I cannot figure out how $E^{\infty}_{2n,0}$ is the subgroup of $E^2_{2n,0}$ of index $2^n$. Is the nontrivial map from the $0^{th}$ multiplication by 2. I am guessing the group is $\mathbb{Z}/2^n\mathbb{Z}$. This is a link to the chapter on spectral sequences. The example is on page 538.
Best Answer
No, the subgroup $E^\infty_{2n, 0}$ is $2^n \mathbb{Z} \subseteq \mathbb{Z} = E^2_{2n, 0}$.
The idea is that none of the $\mathbb{Z}/2$'s on the $E^2$ page can survive, since the homology of $K(\mathbb{Z}, 2)$ is torsion-free. So they must all be hit be differentials, and the only possible source are the $\mathbb{Z}$'s on the $0$-th row. The differentials $\mathbb{Z} \to \mathbb{Z}/2$ send a generator to a generator, e.g. $1 \mapsto 1 \pmod{2}$.
When this happens, the target $\mathbb{Z}/2$ is killed and the source $\mathbb{Z}$ becomes $\ker(\mathbb{Z} \to \mathbb{Z}/2)$, which is the index two subgroup $2\mathbb{Z} \subseteq \mathbb{Z}$. Note that this is abstractly isomorphic to $\mathbb{Z}$. On the next page, we have nontrivial another differential $2\mathbb{Z} \cong \mathbb{Z} \to \mathbb{Z}/2$, so now this kernel is an index two subgroup of $2\mathbb{Z}$, which as a subgroup of $E^2_{2n,0}$ is $4\mathbb{Z} \subseteq \mathbb{Z}$. This continues to happen as we turn the pages until all the $\mathbb{Z}/2$'s are killed.

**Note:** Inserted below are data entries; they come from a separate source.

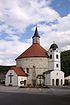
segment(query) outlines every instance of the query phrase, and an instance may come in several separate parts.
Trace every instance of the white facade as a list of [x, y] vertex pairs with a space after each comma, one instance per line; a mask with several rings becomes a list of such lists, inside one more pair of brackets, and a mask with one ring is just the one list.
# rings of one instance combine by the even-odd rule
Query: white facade
[[49, 59], [49, 70], [61, 70], [60, 50], [58, 48], [56, 50], [49, 49], [48, 55], [50, 57], [50, 59]]
[[51, 71], [45, 73], [45, 85], [61, 86], [64, 84], [64, 73], [62, 71]]
[[29, 73], [27, 73], [28, 74], [27, 84], [32, 84], [33, 66], [35, 67], [36, 77], [38, 75], [42, 75], [43, 72], [48, 70], [48, 58], [30, 57], [30, 58], [17, 59], [16, 66], [22, 67], [26, 73], [27, 73], [27, 68], [29, 69]]
[[[10, 78], [11, 74], [11, 78]], [[14, 70], [9, 70], [6, 74], [5, 78], [5, 85], [6, 86], [24, 86], [24, 83], [21, 83], [21, 81], [24, 82], [24, 80], [27, 80], [27, 77], [24, 76], [18, 76]]]

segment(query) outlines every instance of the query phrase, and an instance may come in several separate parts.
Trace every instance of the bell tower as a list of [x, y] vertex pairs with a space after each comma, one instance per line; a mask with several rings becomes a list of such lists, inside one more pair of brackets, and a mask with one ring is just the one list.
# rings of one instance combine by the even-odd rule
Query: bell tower
[[60, 68], [60, 50], [58, 46], [53, 43], [49, 50], [49, 70], [61, 70]]
[[36, 26], [35, 33], [34, 33], [32, 39], [33, 39], [33, 44], [40, 44], [40, 36], [38, 33], [37, 26]]

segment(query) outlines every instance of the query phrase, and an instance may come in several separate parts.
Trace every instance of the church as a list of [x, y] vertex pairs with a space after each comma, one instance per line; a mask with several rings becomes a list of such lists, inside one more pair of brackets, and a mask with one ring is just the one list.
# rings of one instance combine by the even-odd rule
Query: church
[[48, 51], [40, 45], [40, 35], [36, 27], [32, 45], [16, 59], [16, 67], [6, 74], [6, 86], [61, 86], [64, 72], [61, 71], [60, 49], [53, 43]]

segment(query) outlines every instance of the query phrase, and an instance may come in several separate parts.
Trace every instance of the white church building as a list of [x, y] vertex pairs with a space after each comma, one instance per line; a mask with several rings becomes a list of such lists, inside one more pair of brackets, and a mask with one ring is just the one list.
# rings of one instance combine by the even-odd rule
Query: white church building
[[[11, 86], [61, 86], [64, 84], [64, 72], [61, 71], [60, 49], [53, 43], [47, 51], [40, 45], [40, 36], [36, 27], [32, 45], [16, 58], [15, 69], [11, 68], [5, 79], [5, 85]], [[20, 74], [19, 69], [17, 69]], [[20, 78], [20, 79], [18, 79]]]

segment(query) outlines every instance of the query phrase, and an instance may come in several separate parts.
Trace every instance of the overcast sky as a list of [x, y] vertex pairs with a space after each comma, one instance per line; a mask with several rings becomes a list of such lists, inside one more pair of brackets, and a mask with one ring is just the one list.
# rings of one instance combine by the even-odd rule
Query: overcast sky
[[46, 50], [53, 41], [69, 50], [70, 0], [0, 0], [0, 65], [15, 64], [32, 44], [36, 25]]

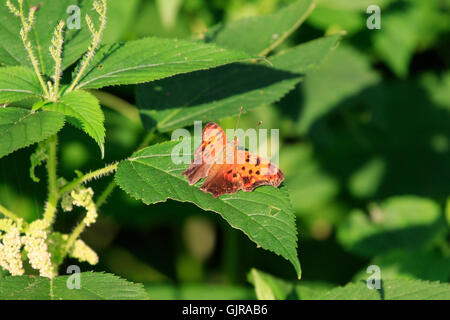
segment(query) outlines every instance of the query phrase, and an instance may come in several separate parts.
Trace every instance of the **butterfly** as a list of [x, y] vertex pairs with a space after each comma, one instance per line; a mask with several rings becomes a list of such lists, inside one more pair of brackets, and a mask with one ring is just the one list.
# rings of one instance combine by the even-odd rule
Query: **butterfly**
[[208, 123], [202, 132], [202, 143], [195, 150], [194, 160], [181, 173], [190, 185], [206, 178], [200, 190], [214, 198], [239, 190], [253, 191], [262, 185], [278, 187], [283, 172], [268, 160], [238, 147], [237, 139], [227, 142], [223, 129]]

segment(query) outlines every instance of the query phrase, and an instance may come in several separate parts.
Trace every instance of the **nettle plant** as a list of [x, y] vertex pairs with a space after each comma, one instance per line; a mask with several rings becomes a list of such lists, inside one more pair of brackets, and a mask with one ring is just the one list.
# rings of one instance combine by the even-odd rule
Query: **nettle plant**
[[[80, 29], [66, 25], [67, 8], [73, 5], [84, 17]], [[48, 199], [35, 221], [0, 206], [1, 268], [21, 276], [29, 265], [41, 276], [5, 277], [0, 292], [18, 298], [73, 298], [74, 290], [66, 290], [68, 276], [58, 276], [58, 267], [66, 257], [98, 262], [80, 235], [95, 223], [116, 184], [146, 205], [174, 199], [220, 214], [259, 247], [290, 261], [300, 278], [297, 228], [286, 186], [215, 199], [180, 175], [187, 164], [171, 161], [178, 141], [150, 145], [128, 159], [64, 178], [58, 175], [58, 132], [66, 123], [79, 128], [98, 144], [103, 159], [105, 119], [94, 93], [108, 86], [137, 85], [137, 106], [150, 137], [142, 146], [195, 120], [205, 123], [236, 115], [239, 106], [250, 110], [276, 102], [341, 38], [329, 35], [274, 53], [312, 9], [311, 0], [299, 0], [272, 15], [214, 27], [195, 41], [151, 37], [105, 44], [106, 0], [5, 1], [0, 6], [0, 157], [37, 143], [30, 175], [39, 181], [34, 169], [46, 165]], [[89, 182], [112, 174], [114, 181], [96, 196]], [[58, 232], [55, 216], [73, 206], [84, 208], [86, 215], [71, 233]], [[82, 275], [83, 293], [77, 298], [92, 292], [97, 298], [145, 298], [141, 286], [113, 275]], [[8, 287], [25, 288], [30, 282], [36, 284], [17, 296]]]

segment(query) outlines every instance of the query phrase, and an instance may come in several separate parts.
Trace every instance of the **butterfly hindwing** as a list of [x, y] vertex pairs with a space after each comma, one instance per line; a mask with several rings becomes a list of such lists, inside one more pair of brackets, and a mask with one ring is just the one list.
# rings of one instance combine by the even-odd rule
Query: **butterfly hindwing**
[[283, 172], [270, 161], [239, 149], [236, 141], [227, 145], [225, 132], [214, 122], [205, 126], [194, 161], [182, 174], [191, 185], [207, 177], [200, 189], [215, 198], [262, 185], [278, 187], [284, 180]]
[[194, 161], [181, 175], [188, 177], [190, 185], [208, 176], [218, 158], [222, 156], [226, 144], [223, 129], [215, 122], [208, 123], [202, 132], [202, 143], [194, 152]]

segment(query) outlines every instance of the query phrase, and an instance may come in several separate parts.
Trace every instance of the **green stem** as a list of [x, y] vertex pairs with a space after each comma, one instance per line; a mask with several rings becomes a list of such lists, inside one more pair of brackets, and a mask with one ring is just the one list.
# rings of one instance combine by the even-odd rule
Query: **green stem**
[[72, 249], [73, 245], [75, 244], [75, 241], [77, 241], [78, 237], [81, 235], [81, 233], [86, 228], [86, 221], [85, 219], [81, 220], [81, 222], [76, 226], [76, 228], [72, 231], [72, 233], [69, 236], [69, 239], [67, 240], [66, 245], [66, 254], [69, 253], [70, 249]]
[[12, 211], [9, 211], [1, 204], [0, 204], [0, 213], [3, 214], [5, 217], [10, 218], [11, 220], [14, 220], [14, 221], [19, 220], [19, 217], [15, 213], [13, 213]]
[[105, 107], [111, 108], [134, 123], [141, 125], [141, 118], [136, 106], [108, 92], [98, 90], [89, 90], [89, 92]]
[[118, 165], [119, 164], [116, 162], [116, 163], [110, 164], [110, 165], [108, 165], [108, 166], [106, 166], [104, 168], [101, 168], [101, 169], [89, 172], [89, 173], [85, 174], [84, 176], [73, 180], [72, 182], [66, 184], [63, 188], [61, 188], [59, 190], [59, 196], [61, 196], [61, 195], [65, 194], [65, 193], [75, 189], [76, 187], [78, 187], [82, 183], [85, 183], [85, 182], [90, 181], [92, 179], [99, 178], [101, 176], [113, 173], [114, 171], [117, 170], [117, 166]]
[[137, 150], [140, 150], [140, 149], [145, 148], [148, 145], [150, 145], [150, 143], [153, 141], [153, 139], [155, 139], [157, 136], [158, 136], [158, 134], [156, 133], [156, 127], [153, 127], [147, 133], [147, 135], [144, 137], [144, 140], [142, 140], [142, 142], [139, 145], [139, 147], [137, 148]]
[[106, 199], [111, 195], [111, 193], [116, 188], [116, 182], [113, 180], [111, 181], [105, 190], [103, 190], [102, 194], [98, 197], [97, 201], [95, 202], [95, 206], [97, 207], [97, 210], [106, 202]]
[[56, 206], [59, 200], [57, 174], [56, 174], [56, 154], [58, 138], [56, 135], [49, 138], [49, 151], [47, 159], [48, 172], [48, 201], [44, 212], [44, 220], [50, 225], [55, 218]]

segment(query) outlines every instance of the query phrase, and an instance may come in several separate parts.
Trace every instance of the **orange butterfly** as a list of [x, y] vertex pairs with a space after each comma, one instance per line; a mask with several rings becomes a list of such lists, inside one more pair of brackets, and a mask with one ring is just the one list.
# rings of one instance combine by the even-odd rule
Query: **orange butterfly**
[[284, 180], [283, 172], [270, 161], [239, 149], [237, 140], [227, 143], [225, 132], [214, 122], [203, 129], [202, 144], [181, 175], [188, 177], [190, 185], [206, 177], [200, 190], [214, 198], [241, 189], [253, 191], [262, 185], [278, 187]]

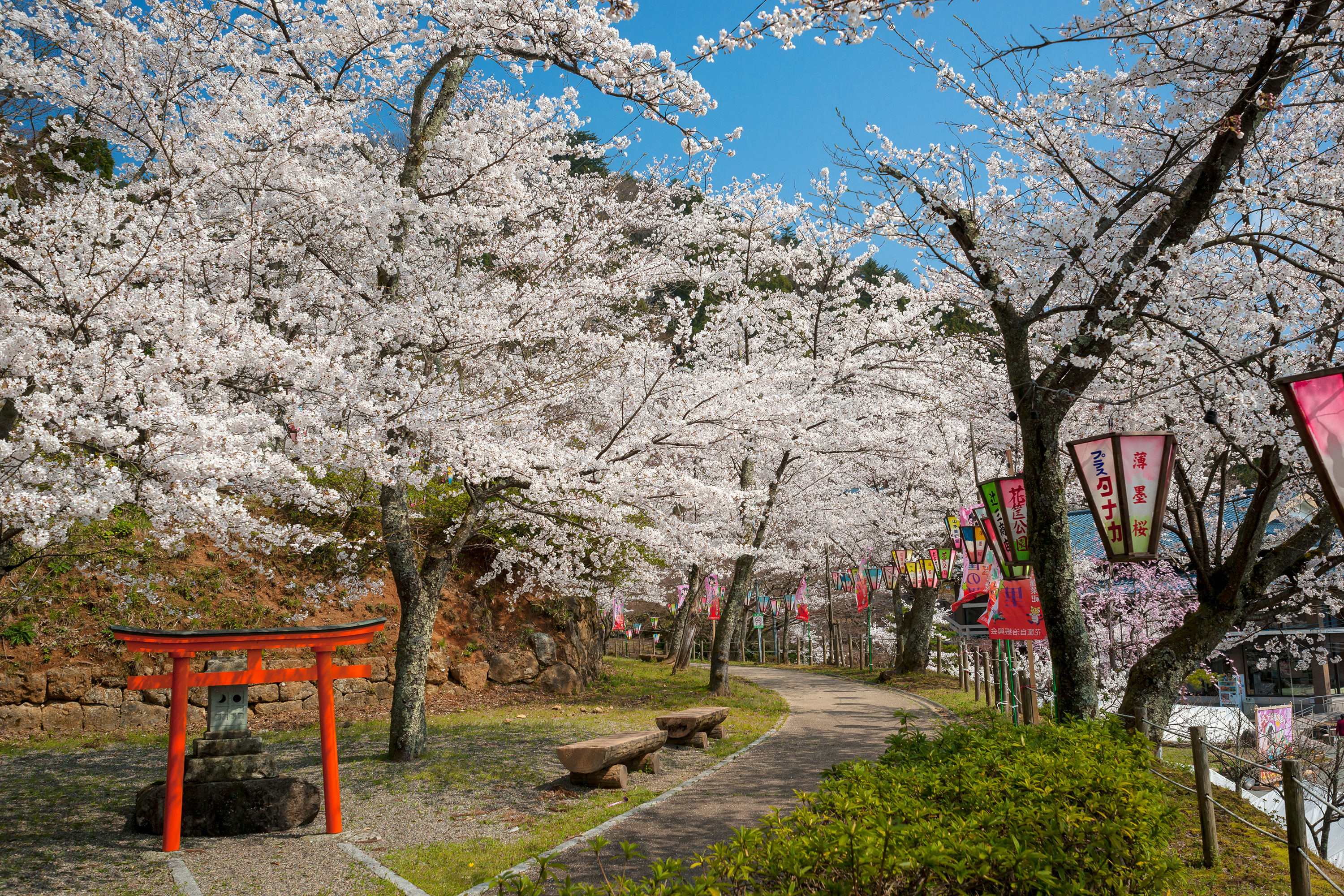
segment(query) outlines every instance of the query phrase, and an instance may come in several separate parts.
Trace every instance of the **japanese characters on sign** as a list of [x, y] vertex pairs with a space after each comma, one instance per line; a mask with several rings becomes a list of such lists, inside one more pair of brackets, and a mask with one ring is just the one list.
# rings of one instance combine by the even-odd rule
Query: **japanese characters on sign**
[[1106, 559], [1157, 559], [1175, 447], [1169, 433], [1107, 433], [1068, 443]]
[[1027, 543], [1027, 489], [1021, 477], [986, 480], [980, 484], [985, 504], [976, 517], [985, 529], [1005, 579], [1031, 575], [1031, 547]]

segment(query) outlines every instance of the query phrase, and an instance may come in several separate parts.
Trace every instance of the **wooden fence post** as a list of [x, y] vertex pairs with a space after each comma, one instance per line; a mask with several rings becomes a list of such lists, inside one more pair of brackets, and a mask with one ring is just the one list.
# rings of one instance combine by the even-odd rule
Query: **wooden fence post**
[[989, 680], [991, 672], [989, 672], [989, 652], [988, 650], [985, 650], [981, 654], [981, 660], [982, 660], [982, 662], [985, 665], [985, 705], [989, 707], [991, 709], [993, 709], [995, 708], [995, 695], [993, 695], [993, 685], [992, 685], [992, 682]]
[[1288, 875], [1293, 896], [1312, 896], [1312, 866], [1306, 864], [1306, 803], [1297, 759], [1284, 760], [1284, 814], [1288, 817]]
[[1027, 684], [1027, 673], [1017, 672], [1017, 703], [1021, 705], [1021, 721], [1024, 725], [1036, 724], [1036, 695]]
[[[1146, 715], [1144, 727], [1148, 725]], [[1199, 832], [1204, 840], [1204, 868], [1218, 862], [1218, 818], [1214, 815], [1214, 793], [1208, 782], [1208, 744], [1204, 725], [1191, 725], [1189, 748], [1195, 758], [1195, 797], [1199, 801]]]

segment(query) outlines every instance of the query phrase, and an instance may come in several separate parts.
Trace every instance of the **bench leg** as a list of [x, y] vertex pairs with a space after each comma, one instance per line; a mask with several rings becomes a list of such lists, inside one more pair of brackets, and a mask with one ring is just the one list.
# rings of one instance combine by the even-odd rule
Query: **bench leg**
[[598, 771], [579, 774], [570, 772], [570, 783], [586, 785], [589, 787], [605, 787], [606, 790], [625, 790], [629, 782], [629, 771], [625, 766], [607, 766]]

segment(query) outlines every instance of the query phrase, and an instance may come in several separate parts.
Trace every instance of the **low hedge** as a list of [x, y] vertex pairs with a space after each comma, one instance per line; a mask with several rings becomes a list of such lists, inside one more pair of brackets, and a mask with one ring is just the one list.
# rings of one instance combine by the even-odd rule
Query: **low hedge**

From the layout of the spectral sequence, we see that the $\mathbb{Z}$ originating on $E^2_{2n,0}$ has to kill $n$ copies of $\mathbb{Z}/2$. Therefore, what is left is the index $2^n$ subgroup $2^n \mathbb{Z} \subseteq \mathbb{Z}$.
Of course, all this is completely expected, since the spectral sequence converges to $H_* K(\mathbb{Z}, 2)$ which we already know. But we learn here that the edge homomorphism induced by $p$, $$H_{2n} K(\mathbb{Z}, 2) \cong E^2_{2n, 0} \to E^\infty_{2n, 0} \xrightarrow{\cong} H_{2n} K(\mathbb{Z}, 2)$$ has image $2^n \mathbb{Z}$, so the map is multiplication by $2^n$. As Hatcher remarks, this calculation is more easily deduced from the cup product in cohomology.